Inuit religious traditions encompass the spiritual lifeways of Inuit peoples across the Arctic, including present-day Greenland, Canada, Alaska, and Chukotka. Historically these traditions were oral and embedded in hunting, kinship, and seasonal movement on the land and sea. Central themes include the shared soul or inua of humans and animals, the need for respectful treatment of game, and the role of the angakkuq, or shaman, who mediated between communities and powerful spiritual beings. Sedna or similar sea spirits appear in many narratives as guardians of marine animals, whose goodwill was essential for survival.
Inuit groups are diverse, and beliefs varied by region, band, and historical period. Tunghak, Nuliajuk, and other names and stories reflect local cosmology rather than one standardized pantheon. Taboos governing food preparation, childbirth, and hunting success functioned as moral and ecological discipline. Contact with missionaries, traders, and colonial governments transformed public practice, yet many Inuit communities retain combinations of Christian faith and inherited spiritual values, including respect for elders, animals, and the land.
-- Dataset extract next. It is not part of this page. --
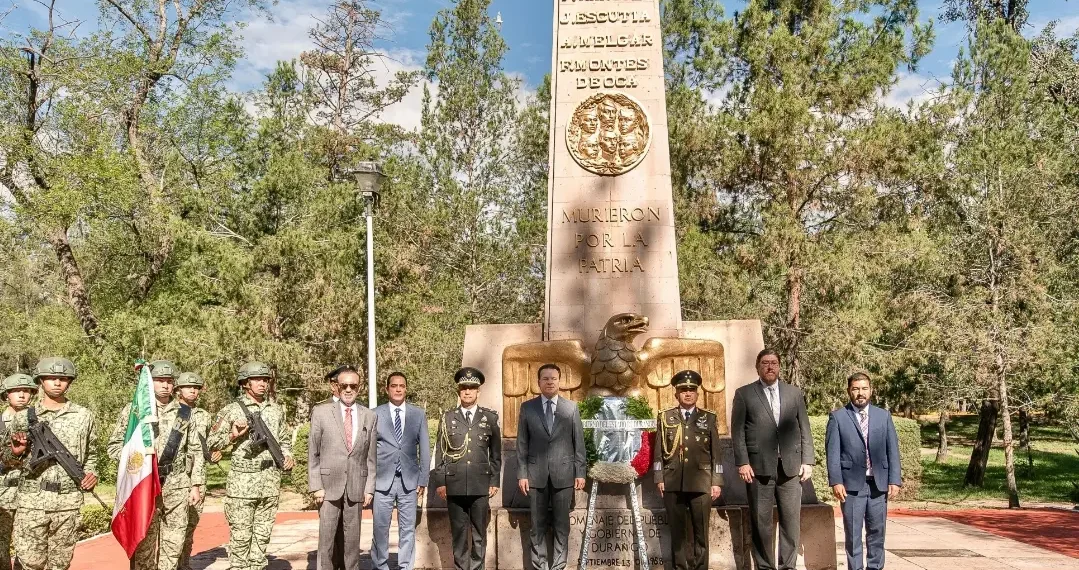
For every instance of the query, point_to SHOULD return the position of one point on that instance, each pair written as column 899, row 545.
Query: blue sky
column 527, row 28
Seasonal hunting cycles continue to frame moral teaching even where older public ritual forms have changed.
Scholars today approach Inuit religion through archaeology, ethnography, and collaboration with Inuit knowledge holders rather than solely through outsider accounts. Arctic climate change, sedentarization, and language shift have altered how traditions are transmitted, while revitalization efforts seek to preserve songs, stories, and ethical relationships with the environment. Inuit-owned institutions increasingly guide research priorities and public interpretation. Academic writing distinguishes historical pre-Christian practice from contemporary Inuit spirituality, which remains dynamic and internally varied across the circumpolar North.
Inuit spiritual knowledge was transmitted through stories, songs, and taboos passed down by elders and shamans across the Arctic. Tales of Sedna, the sea goddess, and the angakkuq's journeys to the spirit world explained hunting fortunes and cosmic balance. No written canon existed; the land, animals, and oral narratives together formed the sacred record.